In an interview for The Plant Journal Features, GREEN-IT member Rubén Vicente highlights the work of the PEM lab and how their use of combined field-phenotyping and metabolomics techniques is contributing to breeders and farmers, as well as the scientific community

Climate change and increased food demand call for an urgent need to generate improved crops, with a greater capacity to adapt and persist.
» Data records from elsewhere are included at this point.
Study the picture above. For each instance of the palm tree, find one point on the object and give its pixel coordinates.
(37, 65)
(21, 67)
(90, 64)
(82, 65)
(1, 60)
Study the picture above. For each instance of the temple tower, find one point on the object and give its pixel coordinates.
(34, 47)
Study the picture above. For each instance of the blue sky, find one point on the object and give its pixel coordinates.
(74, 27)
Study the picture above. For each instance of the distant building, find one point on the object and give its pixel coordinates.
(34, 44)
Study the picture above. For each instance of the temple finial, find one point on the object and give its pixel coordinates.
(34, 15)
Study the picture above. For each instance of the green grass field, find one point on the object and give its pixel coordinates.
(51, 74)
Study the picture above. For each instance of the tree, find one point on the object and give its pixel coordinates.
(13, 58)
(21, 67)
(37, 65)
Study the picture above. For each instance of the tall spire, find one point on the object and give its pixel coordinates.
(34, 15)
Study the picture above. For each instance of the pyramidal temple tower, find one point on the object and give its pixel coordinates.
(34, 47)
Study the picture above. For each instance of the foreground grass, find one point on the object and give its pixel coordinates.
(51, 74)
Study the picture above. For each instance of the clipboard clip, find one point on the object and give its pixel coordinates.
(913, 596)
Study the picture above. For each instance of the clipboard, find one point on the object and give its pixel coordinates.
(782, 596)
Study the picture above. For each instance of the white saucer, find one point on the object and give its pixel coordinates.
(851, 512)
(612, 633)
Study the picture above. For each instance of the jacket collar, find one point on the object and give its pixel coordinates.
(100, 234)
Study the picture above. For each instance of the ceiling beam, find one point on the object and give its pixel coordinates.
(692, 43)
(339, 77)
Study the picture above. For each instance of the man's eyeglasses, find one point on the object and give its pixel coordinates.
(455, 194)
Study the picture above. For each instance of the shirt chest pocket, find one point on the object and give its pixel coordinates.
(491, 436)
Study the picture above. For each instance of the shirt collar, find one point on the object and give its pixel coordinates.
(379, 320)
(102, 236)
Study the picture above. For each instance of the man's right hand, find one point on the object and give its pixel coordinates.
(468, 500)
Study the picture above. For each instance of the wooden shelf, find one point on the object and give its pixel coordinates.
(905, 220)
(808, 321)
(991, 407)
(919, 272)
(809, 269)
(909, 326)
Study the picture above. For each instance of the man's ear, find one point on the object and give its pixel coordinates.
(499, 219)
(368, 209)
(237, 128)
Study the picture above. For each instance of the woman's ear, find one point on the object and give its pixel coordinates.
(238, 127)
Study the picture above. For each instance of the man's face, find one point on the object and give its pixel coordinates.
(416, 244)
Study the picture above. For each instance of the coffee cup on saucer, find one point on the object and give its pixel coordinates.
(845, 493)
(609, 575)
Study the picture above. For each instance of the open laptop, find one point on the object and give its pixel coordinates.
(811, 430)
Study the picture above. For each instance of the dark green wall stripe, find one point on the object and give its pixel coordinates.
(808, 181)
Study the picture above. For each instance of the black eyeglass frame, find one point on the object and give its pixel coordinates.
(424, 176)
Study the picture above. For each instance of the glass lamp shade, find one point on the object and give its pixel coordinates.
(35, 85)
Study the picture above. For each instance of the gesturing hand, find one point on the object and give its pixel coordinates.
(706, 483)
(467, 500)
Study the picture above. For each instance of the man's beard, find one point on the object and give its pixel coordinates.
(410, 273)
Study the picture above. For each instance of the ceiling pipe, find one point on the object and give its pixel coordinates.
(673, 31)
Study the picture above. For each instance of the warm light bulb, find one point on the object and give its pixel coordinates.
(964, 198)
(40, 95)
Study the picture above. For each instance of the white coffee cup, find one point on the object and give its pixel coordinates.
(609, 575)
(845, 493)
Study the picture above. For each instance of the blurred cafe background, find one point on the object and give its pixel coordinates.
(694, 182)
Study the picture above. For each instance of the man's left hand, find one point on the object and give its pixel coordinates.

In an interview with The Plant Journal, ITQB NOVA Principal Investigator of the Plant Ecophysiology and Metabolism (PEM) lab and GREEN-IT member Rubén Vicente discusses how the lab’s research is contributing to solutions to fight these global issues.

At the PEM lab, the combination of field-phenotyping and plant metabolomic techniques is not unheard of. “We combine both things since in order to clarify what’s behind a given phenotype; we need to understand the metabolic mechanism of the response and not just follow grain yield,” explains Rubén Vicente to The Plant Journal.  However, it is the researchers’ close relationship with breeders and farmers that allows for an accurate translation of this knowledge into application. “(…) we work closely with breeders and actually support breeding programs with high-throughput phenotyping to cover many growth plots and select better-performing and more climate-tolerant varieties very fast,” says the researcher,  “(…) the knowledge is flowing directly to the farmers by releasing the best varieties each year on a seasonal and regional basis, and this works vice versa when breeders and sometimes even farmers raise the need to develop a phenotyping technique for a specific trait or organ based on their experience”.

Also discussed is the fact that as cereals are no longer being studied at the whole plant level alone, but are rather analyzed by organs, this leads to the finding of new interesting targets for breeders. Such is the case of the ear organ - the grain-bearing tip part of the stem in wheat and other cereals -, whose photosynthetic performance has been linked to yield, and has therefore also been a subject of interest for the PEM lab.  “Our work and others clearly show that canopy and, particularly, ear photosynthesis matters!” argues Rubén.